Nevertheless, the authorities should pursue this case with diligence in order to shed lights on the twin evils of cultism and bullying in schools and the need to take proactive steps to stem the menace. There are grave lessons for parents, school authorities, governments and the general populace.

For a start, parents and guardians must play more active roles in the lives of their children and wards rather than leaving things to society. They must be friends to them and take keener interest in what they do, observe their behavioural patterns and give them quality advice before things get out of hand. No doubt, many parents have failed in this regard, having abdicated their duties in the course of winning bread for their families.

On the specific issue of bullying, children must be counselled not to just sulk and acquiesce to the demands of the bully but to resist and speak to the authorities persistently until they are heard and perpetrators brought to book. Bullying must not be tolerated at any level. Parents must not allow the slings and arrows of existential struggle to pierce their relationships with their children and wards. Afterall, the bulk of their struggle is to provide better living conditions for these children. Material comforts are good but the natural duty of care and guidance for these children is sacrosanct, hence the need to create quality time for this sacred duty.

Similarly, schools are set up not only to provide academic certification but to mould the character of these vulnerable minds in positive ways. Increasingly in Nigeria, schools are focusing more on peripheral things rather than their core mandates. Even the duty of certification is pursued unethically with patent stories of connivance with students to perpetrate examination malpractices in order to shore up the image of the school in academic performances. Glamour, conspicuous consumption and other inanities are unwittingly encouraged by school authorities. School authorities and teachers are reminded of their core mandates of standing in loco parentis; that is in place of parents, and by extension, society at large for these students. The ambience of schools must therefore guarantee the physical and socio-psychological safety expected.

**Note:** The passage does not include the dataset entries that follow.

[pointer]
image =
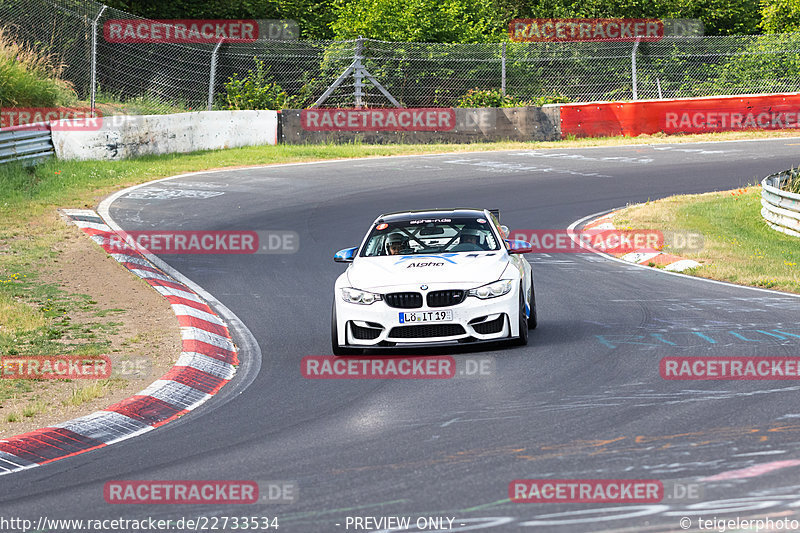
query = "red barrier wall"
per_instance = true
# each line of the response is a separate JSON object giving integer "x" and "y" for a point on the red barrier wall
{"x": 690, "y": 115}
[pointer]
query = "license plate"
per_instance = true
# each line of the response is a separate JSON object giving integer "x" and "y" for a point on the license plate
{"x": 426, "y": 316}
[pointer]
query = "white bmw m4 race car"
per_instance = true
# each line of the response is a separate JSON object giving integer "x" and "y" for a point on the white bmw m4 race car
{"x": 433, "y": 278}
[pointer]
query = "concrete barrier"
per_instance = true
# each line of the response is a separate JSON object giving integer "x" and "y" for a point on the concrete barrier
{"x": 446, "y": 125}
{"x": 124, "y": 136}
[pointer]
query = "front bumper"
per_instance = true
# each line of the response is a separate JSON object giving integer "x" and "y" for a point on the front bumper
{"x": 474, "y": 320}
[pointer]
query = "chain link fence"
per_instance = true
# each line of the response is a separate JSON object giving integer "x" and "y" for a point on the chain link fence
{"x": 167, "y": 77}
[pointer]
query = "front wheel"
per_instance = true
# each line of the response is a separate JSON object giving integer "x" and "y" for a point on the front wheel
{"x": 522, "y": 340}
{"x": 532, "y": 322}
{"x": 335, "y": 347}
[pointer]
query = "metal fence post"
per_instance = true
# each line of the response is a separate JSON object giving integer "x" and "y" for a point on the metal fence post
{"x": 503, "y": 68}
{"x": 212, "y": 75}
{"x": 93, "y": 74}
{"x": 358, "y": 73}
{"x": 633, "y": 70}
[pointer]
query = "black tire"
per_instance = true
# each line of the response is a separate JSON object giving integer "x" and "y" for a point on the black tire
{"x": 522, "y": 340}
{"x": 335, "y": 348}
{"x": 532, "y": 320}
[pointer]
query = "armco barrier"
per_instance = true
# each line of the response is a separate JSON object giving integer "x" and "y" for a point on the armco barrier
{"x": 690, "y": 115}
{"x": 781, "y": 209}
{"x": 25, "y": 143}
{"x": 123, "y": 136}
{"x": 427, "y": 125}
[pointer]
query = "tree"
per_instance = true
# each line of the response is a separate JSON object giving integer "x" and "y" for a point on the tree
{"x": 780, "y": 16}
{"x": 440, "y": 21}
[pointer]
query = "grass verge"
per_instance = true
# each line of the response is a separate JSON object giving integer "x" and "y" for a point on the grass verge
{"x": 38, "y": 318}
{"x": 739, "y": 247}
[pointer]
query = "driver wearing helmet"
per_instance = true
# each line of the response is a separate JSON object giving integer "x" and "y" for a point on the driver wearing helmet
{"x": 395, "y": 243}
{"x": 470, "y": 236}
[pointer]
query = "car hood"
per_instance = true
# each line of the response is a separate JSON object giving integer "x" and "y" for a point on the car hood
{"x": 473, "y": 268}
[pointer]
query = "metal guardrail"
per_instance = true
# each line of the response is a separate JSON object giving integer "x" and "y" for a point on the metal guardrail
{"x": 781, "y": 209}
{"x": 28, "y": 145}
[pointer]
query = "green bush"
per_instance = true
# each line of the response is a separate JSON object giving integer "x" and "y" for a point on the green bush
{"x": 780, "y": 16}
{"x": 29, "y": 78}
{"x": 769, "y": 63}
{"x": 495, "y": 98}
{"x": 257, "y": 90}
{"x": 433, "y": 21}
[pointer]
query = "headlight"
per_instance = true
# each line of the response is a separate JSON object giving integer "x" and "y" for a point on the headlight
{"x": 356, "y": 296}
{"x": 492, "y": 290}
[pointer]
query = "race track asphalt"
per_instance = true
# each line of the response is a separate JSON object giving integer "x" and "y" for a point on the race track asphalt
{"x": 583, "y": 400}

Safety policies must be emplaced, reviewed periodically and enforced without regard to the status of the parents in society. Rules and regulation must be implemented with even-handedness. When sanctions are applied, deterrence of vices can be enhanced.

Sadly, the root of the decay in the educational sector can be traced to neglect by successive governments at various levels. Public schools have been neglected or underfunded to the extent that parents are no longer comfortable with them. Parents are forced to drift in droves to the private entrepreneurs who set up schools, mostly with the profit motive more paramount. Were they to compete with public schools for the social responsibility thrust, some of their excesses may be tamed. Even the admirable mission schools were taken over by governments only to be neglected and turned into ghosts of their former selves.

Thus, all sorts of inadequacies are rife and no serious efforts are made to redress them. Governments have simply abandoned their duties as enshrined in Section Two of the Constitution of the Federal Republic of Nigeria containing the ‘Fundamental Objectives and Directive Principles of State Policy’. This section, even though not justiciable, saddles government with the provision of education and welfare for the people; and contains the most important provision at the core of governance. The struggle to make this section justiciable must be sustained in order to make government accountable to the people and in accordance with the tenets of democracy. Government officials should take this section seriously as the primary purpose of their being in government.

For the general populace, there must be a resolve to stamp out cultism, bullying and other associated crimes in schools. All Nigerians should contribute their quota in their respective spheres of influence for a joint effort and to arrive at an acceptable destination.